An: uhrig-st@mmjgl.bund.de

Cc: praesident@bundestag.de

Gesendet: Mittwoch, 20. November 2002 20:35

Betreff: Fw: CDU Sachsen mit Fett von Sachsenring geschmiert?

 

 

-----Ursprüngliche Nachricht-----

Von: Karl Nolle

An: *SPD-zu

Gesendet: Mittwoch, 20. November 2002 18:56

Betreff: CDU Sachsen mit Fett von Sachsenring geschmiert?

 

Guten Abend,

 

rechtzeitig zum Buß- und Bettag neue Nachrichten aus der "Bananenrepubik Sachsen":

 

Laut Stern ließ sich die Sächsische CDU unter Biedenkopf von Sachsenring schmieren.

 

Ehemaliger Vorstandschef Ulf Rittinghaus packt aus nachdem er in Sachsen nichts mehr zu verlieren hat!
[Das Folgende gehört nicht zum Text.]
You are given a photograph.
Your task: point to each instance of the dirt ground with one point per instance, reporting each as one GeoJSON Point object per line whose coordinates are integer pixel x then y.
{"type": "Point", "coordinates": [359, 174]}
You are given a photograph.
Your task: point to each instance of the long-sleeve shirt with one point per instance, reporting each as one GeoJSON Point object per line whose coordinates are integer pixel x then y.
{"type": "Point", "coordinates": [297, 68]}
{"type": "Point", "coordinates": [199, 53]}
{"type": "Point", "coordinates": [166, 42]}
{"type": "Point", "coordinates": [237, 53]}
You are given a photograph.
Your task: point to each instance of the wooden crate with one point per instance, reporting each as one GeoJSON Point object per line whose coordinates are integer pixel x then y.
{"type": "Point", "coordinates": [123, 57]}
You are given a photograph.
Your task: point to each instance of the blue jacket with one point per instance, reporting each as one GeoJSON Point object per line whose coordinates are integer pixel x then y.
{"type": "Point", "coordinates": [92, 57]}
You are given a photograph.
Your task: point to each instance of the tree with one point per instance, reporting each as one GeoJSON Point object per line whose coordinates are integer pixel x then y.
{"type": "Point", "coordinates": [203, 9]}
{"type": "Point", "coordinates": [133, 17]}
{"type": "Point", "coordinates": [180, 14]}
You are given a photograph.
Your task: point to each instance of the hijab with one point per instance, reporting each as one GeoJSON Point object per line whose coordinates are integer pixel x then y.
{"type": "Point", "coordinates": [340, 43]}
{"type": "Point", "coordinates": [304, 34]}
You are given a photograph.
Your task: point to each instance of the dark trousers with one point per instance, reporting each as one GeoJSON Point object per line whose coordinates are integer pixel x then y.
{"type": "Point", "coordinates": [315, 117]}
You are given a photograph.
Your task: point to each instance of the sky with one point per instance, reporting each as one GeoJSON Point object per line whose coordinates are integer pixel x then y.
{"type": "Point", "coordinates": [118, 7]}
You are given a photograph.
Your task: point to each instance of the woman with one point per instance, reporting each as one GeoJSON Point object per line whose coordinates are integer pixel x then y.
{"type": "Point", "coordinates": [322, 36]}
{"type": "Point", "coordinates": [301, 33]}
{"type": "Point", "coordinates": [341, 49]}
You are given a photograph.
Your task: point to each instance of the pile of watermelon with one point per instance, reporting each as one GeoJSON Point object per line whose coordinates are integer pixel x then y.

Herr Schommer und die CDU sind nun mit etlichen eidesstattlichen Versicherungen bzw. Bürgen konfrontiert. Wo sind die 3 Millionen Mark gelandet?

(Unten die Agenturmeldungen mit Uhrzeit)

 

Gruss

KLARL NOLLE, MdL

 

 

ps. ein Dementi ist so, als wenn man aus der Tube gedrückte Zahnpasta wieder zurück in die Tube bekommen will.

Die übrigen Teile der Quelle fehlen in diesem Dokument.